Thu. Jun 30th, 2022

Cities at expensive prices make the housing market across Canada vulnerable, the crown agency says


The real estate market in the Greater Toronto Area, where a two-bedroom bungalow in need of TLC is listed for $ 2 million, remains at a high level of market vulnerability, according to the Canada Mortgage and Housing Corporation (CMHC).

According to CMHC’s latest housing market assessment, price acceleration and overvaluation, as house prices continue to rise above income levels, leave the entire real estate market in Canada with a high degree of vulnerability. This means that Canadian real estate is ready for a marked downturn with major consequences. And it is primarily the hot real estate markets in Ontario like Toronto and eastern Canada that are pushing the entire country to the current high level of vulnerability.

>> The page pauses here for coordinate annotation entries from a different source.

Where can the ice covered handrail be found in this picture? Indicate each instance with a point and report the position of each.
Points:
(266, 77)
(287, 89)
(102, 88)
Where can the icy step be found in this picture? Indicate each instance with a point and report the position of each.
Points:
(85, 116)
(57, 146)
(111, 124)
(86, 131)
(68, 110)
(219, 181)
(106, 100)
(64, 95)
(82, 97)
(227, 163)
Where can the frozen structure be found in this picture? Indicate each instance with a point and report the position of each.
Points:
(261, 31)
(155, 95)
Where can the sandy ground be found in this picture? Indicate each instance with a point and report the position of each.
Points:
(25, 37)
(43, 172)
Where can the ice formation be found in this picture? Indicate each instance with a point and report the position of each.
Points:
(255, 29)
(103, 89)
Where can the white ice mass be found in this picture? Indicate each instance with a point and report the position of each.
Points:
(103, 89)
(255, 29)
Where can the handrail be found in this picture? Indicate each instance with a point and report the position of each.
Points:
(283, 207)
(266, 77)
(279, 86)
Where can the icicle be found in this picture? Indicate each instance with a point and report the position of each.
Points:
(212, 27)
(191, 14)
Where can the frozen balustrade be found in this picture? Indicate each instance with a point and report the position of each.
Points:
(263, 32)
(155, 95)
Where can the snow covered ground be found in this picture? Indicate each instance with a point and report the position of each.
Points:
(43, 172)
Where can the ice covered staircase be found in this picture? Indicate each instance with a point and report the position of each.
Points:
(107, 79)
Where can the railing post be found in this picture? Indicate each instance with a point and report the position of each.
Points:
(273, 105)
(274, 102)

Toronto, Hamilton, Ottawa, Halifax and Moncton have all been highly market vulnerable for some time. They are now joined by Montreal, which recently moved from moderate to high with sharply rising prices. Vancouver, on the other hand, went from a moderate to low degree of market vulnerability.

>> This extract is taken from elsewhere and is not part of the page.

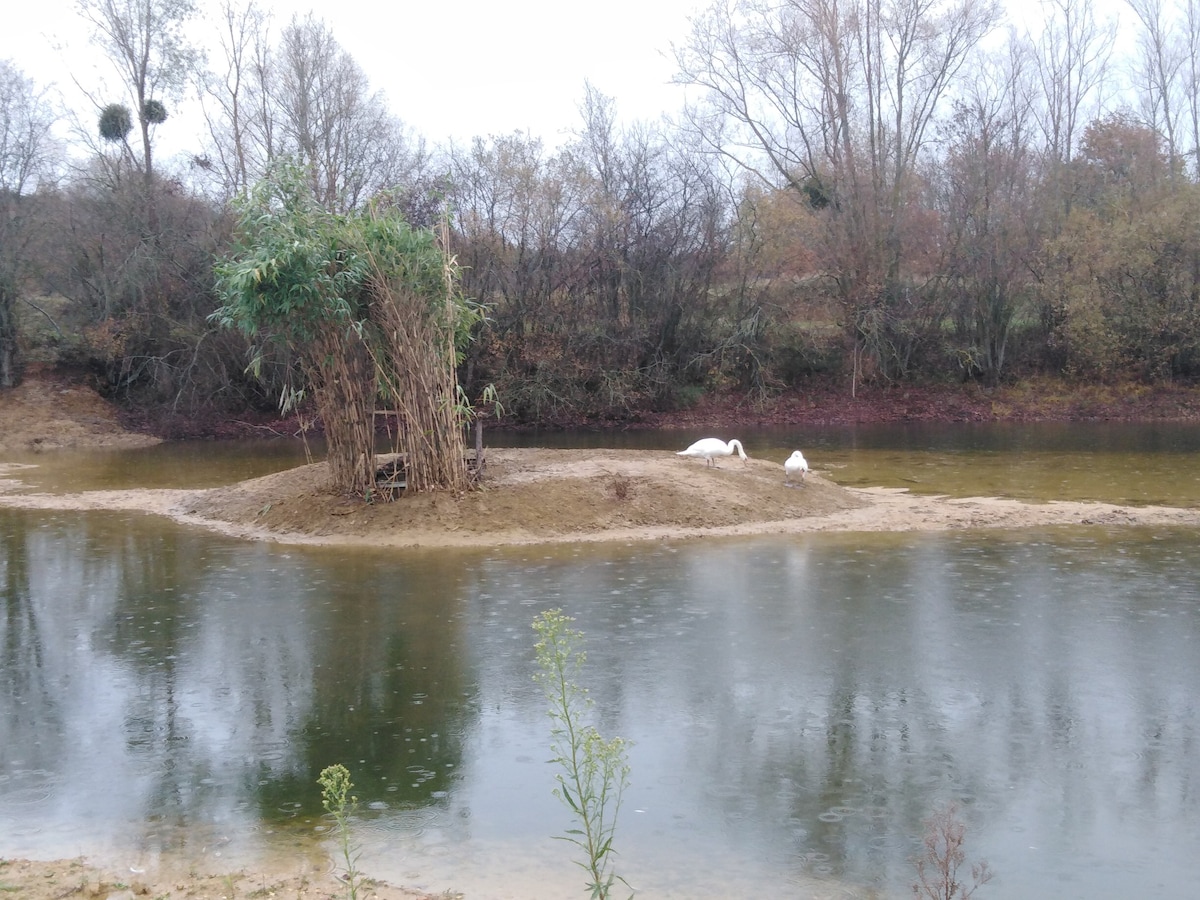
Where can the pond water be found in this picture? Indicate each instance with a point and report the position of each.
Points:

“Unusually strong demand and rising house prices during the pandemic may have contributed to increased expectations of continued price growth for homebuyers in several local housing markets throughout Ontario and Eastern Canada,” said Bob Dugan, CMHC’s chief economist, in a statement. “This in turn may have led to more buyers entering the market than was justified.”

According to CMHC, home sales reached historic highs in 2021, but there were low signs of excess inventories, meaning there are not many vacancies among newly built and unsold homes or rental apartments. Real estate sales in Toronto may be cooling, but demand is still significantly greater than supply, and prices are still rising at an increasing pace over the sustained period.

Properties like the 374 Joicey two-bedroom bungalow indicate where things are and sellers are sure they can pick up a ridiculously high price too much from buyers who want to create more supply.

The property near Bathurst and 401 with its dated kitchen and carpets is habitable. But the listing invites builders or investors to tear it down and create a custom-built house or two (the plot is large enough to cut). The $ 1,999,988 price list is actually a drop from the $ 2,295,000 it was linked to earlier in the year, which was itself a drop from the $ 2,475,000 it was quoted at the end of last year. Still, the listing price is still much higher than the average selling price of $ 1.7 million for a detached house in the City Of Toronto.

According to CMHC, while the real estate market in Toronto is extremely vulnerable due to overheating and price acceleration, there are low signs of overvaluation. The high prices in Toronto do not differ significantly from the city’s housing market fundamentals such as income, population and interest rates.

And according to CMHC, it’s the suburbs of Toronto that are really feeling the effects of overheating. The sales-to-new listing ratio (SNLR) in the city where there is plenty of apartment supply is 64 percent. Meanwhile, more people pushed away from home and sought more space SNLR much higher in Durham (86 percent), Halton (86 percent) and Peel (81 percent).

The Toronto emigration keeps the Halifax and Moncton property overheated. CMHC cites population growth from high interprovincial migration as a factor that their local housing is overvalued and with a high degree of vulnerability.